En el verano de este 2017, un estudio científico australiano publicado por la revista ‘Nature Communications’ alertaba que lo que ya es una realidad en el resto del planeta había golpeado también a Tasmania: el calentamiento global provocado por la acción de la humanidad. La ya conocida como «la ola de calor del Mar de Tasmania», acontecida durante el último verano austral, duró 251 días y elevó la temperatura del agua hasta casi tres grados centígrados. Fue la más larga registrada en la Historia.
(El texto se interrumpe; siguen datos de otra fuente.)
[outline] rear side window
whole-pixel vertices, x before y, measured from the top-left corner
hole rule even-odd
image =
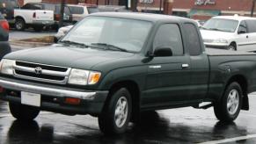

Una ola provocada casi con total seguridad (un 99% afirman los científicos) por el fenómeno del cambio climático que afectó a una gigantesca área marina en torno a la isla. Cambios en el clima que afectan a la propia naturaleza y a sus diversos ecosistemas, con consecuencias como la llegada de especies invasoras y perturban la propia actividad del ser humano, bajando la productividad en granjas de pescado o aumentando la mortalidad en criaderos de moluscos y otras especies comestibles. Una ola de calor que se puede repetir en un futuro cercano con efectos cada vez más devastadores sobre un ecosistema ya golpeado y debilitado.
En definitiva, Tasmania afronta un futuro lleno de retos y obstáculos. Una maravilla amenazada por la humanidad que no ha perdido la esperanza.